Episode 42: Corky Laing

By Dan Michaels

July 8, 2019

Corky Laing started his life in 1948 as the youngest of five siblings in Montreal, Canada. His early bands enjoyed a good local following, opened for many of the popular British invasion acts and, ultimately, got a record deal with Atlantic Records in New York. Through the teenage summers, his band was a regular on the Island of Nantucket, Massachusetts and frequented clubs in New York City. In September 1969, his life changed for good when Mountain happened. There started a few crazy years of rock mayhem. Mountain was followed by West, Bruce and Laing – a super group featuring Leslie West, Jack Bruce and Corky that was destined for greatness, but brought to an untimely end by the darker forces of the music scene. After West, Bruce and Laing, Mountain continued to tour and record on and off. The months and years off left Corky with plenty of time for his own musical explorations and other careers. He released a solo album, almost set up another super group, worked in a driving service and in real estate, had a senior position at Chappell Music and became a vice president of A&R at Polygram, Canada.
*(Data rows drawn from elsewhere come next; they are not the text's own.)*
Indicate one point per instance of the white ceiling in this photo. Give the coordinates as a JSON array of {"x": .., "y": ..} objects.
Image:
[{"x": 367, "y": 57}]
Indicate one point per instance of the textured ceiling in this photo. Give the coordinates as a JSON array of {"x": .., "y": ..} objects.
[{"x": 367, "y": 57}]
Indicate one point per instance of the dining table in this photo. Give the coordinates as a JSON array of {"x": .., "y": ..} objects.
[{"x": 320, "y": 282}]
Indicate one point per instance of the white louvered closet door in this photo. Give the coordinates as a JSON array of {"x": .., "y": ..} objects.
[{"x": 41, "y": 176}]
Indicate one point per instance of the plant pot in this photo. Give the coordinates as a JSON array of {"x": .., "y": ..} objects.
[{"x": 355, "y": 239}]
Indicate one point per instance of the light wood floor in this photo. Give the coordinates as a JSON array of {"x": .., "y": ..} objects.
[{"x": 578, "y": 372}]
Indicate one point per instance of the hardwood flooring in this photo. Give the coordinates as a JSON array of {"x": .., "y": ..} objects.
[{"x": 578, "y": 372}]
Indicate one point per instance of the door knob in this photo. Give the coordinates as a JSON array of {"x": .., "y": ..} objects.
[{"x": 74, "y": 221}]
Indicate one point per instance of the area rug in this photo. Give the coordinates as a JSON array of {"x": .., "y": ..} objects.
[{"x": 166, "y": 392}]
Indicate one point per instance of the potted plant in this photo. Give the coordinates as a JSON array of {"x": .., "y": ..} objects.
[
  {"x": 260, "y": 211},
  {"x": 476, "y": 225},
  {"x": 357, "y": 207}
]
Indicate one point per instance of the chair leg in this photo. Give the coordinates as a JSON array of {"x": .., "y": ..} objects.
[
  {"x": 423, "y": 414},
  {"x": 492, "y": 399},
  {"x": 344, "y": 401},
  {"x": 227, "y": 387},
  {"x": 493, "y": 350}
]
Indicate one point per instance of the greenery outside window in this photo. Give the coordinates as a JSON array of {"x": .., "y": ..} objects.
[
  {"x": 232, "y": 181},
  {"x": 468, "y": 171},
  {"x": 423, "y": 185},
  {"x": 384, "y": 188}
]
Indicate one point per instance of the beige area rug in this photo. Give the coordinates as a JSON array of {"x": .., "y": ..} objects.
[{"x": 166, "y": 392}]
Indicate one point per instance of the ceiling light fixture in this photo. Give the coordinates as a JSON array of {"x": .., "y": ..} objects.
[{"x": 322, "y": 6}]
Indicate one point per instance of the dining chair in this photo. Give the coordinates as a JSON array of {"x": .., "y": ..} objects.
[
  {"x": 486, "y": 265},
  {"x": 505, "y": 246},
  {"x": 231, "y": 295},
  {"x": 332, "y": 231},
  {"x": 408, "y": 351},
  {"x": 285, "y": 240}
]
During his career, Corky has played, written and toured with the who’s who of rock. Keith Moon was a close pal, and Levon Helm, a mentor and friend. Eric Clapton played on his solo album and Tony Williams recommended to Jack Bruce that Corky should be included in West, Bruce and Laing. Corky Laing All Star Show Band included Mick Taylor, Lester Chambers and Meatloaf. Corky has written, among others, with Peter Frampton, Mick Jagger, Ian Hunter, Mick Ronson, and obviously, with Leslie West, Felix Pappalardi and Jack Bruce. At the Lone Star Café in New York, he partied with the likes of Robin Williams and John Belushi.

However, Letters to Sarah (Polite Bystander Productions, 2019) is a rock autobiography with a difference. In addition to the exceptionally honest and endearing voice of Corky chronicling the ups and downs of his life, there are excerpts from dozens of letters (out of the c. 200) that Corky wrote to his mother, Sarah, between the years 1963 and 1997. She had saved them all. The letters were a way for Corky, away on the road for years on end, to keep in touch with his roots and also, to make sense of his life. This continues in Letters to Sarah, as Corky relives the first 50 years of his life, up until his mother’s passing in 1998.

The book opens with a Foreword by the incomparable Kinky Friedman. It was written together with Corky’s manager and partner, Tuija Takala, PhD, who is a widely published academic author and who, initially discovered the letters to Sarah tucked away in a box at Corky’s rehearsal studio.